Based upon the record, Warden Bedard did not have the subjective knowledge of the risk of serious harm faced by Repp. Accordingly, there was no deliberate indifference to Repp's medical needs by Warden Bedard. See Campbell v. Sikes, 169 F.3d 1353, 1364 (11th Cir.1999) (quoting Steele v. Shah, 87 F.3d 1266, 1269 (11th Cir.1996) (holding "summary judgment must be granted for the defendant official unless the plaintiff presents evidence of the official's subjective knowledge, 'since a finding of deliberate indifference requires a finding of the defendant's subjective awareness of the relevant risk, a genuine issue of material fact exists only if the record contains evidence, albeit circumstantial, of such subjective awareness.'")). Since Repp has failed to present a genuine issue of material fact suggesting that Warden Bedard understood the risk of harm he was facing, summary judgment is due to be issued in favor of Warden Bedard.
Further, there is no evidence that suggests that Warden Bedard had a custom, policy, or practice of denying or delaying treatment to Repp or others. In fact, Plaintiff's Complaint supports just the opposite. Repp saw Nurse Dunivent and then two days later saw Dr. Kankam. Repp was then referred to an eye specialist after his examination by Dr. Kankam.

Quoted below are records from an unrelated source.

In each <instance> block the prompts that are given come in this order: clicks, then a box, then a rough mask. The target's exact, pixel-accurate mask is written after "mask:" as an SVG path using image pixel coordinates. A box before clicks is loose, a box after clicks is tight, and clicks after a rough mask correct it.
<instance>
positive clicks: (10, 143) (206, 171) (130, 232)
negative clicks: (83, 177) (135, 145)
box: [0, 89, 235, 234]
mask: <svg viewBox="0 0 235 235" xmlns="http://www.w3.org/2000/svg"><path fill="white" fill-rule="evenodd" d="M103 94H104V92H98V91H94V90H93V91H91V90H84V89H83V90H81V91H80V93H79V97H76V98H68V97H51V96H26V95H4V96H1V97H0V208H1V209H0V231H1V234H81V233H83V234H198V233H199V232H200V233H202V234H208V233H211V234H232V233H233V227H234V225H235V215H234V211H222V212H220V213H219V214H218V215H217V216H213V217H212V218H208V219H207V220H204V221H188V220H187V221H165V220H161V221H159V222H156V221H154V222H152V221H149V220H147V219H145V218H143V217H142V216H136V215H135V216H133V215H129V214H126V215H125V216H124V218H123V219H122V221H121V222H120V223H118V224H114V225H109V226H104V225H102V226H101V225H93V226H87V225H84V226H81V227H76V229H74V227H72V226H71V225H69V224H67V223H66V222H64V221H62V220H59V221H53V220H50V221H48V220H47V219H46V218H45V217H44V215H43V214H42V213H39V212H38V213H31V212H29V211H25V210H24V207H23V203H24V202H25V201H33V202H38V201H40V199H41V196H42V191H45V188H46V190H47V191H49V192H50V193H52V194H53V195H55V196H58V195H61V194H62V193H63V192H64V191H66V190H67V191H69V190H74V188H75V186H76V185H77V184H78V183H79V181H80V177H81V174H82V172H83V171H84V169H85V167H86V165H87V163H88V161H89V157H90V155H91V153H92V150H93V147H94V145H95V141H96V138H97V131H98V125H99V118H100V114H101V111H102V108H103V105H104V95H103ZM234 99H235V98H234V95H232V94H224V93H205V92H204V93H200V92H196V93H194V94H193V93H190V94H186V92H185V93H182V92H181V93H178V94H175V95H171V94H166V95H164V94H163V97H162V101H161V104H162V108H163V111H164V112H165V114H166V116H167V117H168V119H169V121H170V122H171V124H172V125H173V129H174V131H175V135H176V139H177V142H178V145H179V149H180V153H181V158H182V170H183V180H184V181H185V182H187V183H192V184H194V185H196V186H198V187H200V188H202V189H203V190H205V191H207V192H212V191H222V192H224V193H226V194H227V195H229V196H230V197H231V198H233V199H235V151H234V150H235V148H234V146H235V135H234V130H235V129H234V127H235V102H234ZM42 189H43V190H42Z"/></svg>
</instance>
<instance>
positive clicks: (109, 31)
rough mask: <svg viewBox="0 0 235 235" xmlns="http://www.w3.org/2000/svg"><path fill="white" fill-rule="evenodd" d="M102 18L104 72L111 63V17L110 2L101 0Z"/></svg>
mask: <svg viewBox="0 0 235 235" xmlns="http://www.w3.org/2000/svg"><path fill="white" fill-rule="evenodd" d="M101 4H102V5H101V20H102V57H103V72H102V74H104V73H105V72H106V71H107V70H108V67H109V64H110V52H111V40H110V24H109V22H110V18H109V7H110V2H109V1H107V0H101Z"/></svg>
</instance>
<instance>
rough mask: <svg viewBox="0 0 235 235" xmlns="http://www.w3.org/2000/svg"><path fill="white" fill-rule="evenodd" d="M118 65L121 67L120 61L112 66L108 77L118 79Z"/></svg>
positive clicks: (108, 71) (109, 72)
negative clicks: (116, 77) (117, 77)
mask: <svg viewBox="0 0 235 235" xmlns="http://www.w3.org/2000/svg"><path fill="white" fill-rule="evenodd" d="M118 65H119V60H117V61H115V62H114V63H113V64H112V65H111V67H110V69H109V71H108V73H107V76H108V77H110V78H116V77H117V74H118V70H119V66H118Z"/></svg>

The eye specialist appointment was cancelled for an unknown reason; however, the record does not contain any allegation that the cancellation was due to any acts by Warden Bedard. Repp's own testimony and evidence from the record demonstrates that Repp's eye condition was conceivably misdiagnosed by Nurse Dunivent and Dr. Kankam. Repp stated in his deposition that "they goofed the treatment on this eye . . . [o]nce they realized, like I said, they goofed the treatment on this eye" I had no problems with CoreCivic's medical care. (Doc. 66-2 at 16). A misdiagnosis is not grounds for establishing deliberate indifference. Estelle, 429 U.S. at 105-106.
Repp's testimony shows he had no problem with his treatment, other than the missed diagnosis on his right eye, so there is no basis to claim Warden Bedard had a policy, custom, or practice to delay or deny him treatment. Consequently, Warden Bedard is entitled to summary judgment in her favor.
Repp fails to present a genuine issue of material fact establishing that Warden Bedard had subjective knowledge of any serious harm to his eye, nor did he set forth any facts that she had a, custom, practice or policy denying or delaying Repp's medical treatment. The mere fact that Warden Bedard was warden of Moore Haven Correction Institute is insufficient to establish deliberate indifference.
Accordingly, it is now
Defendant Warden Laura Bedard's Motion for Summary Judgment (Doc. 79) is GRANTED. Defendant Warden Bedard is hereby DISMISSED with prejudice from this case.
DONE and ORDERED in Fort Myers, Florida this 11th day of September, 2018.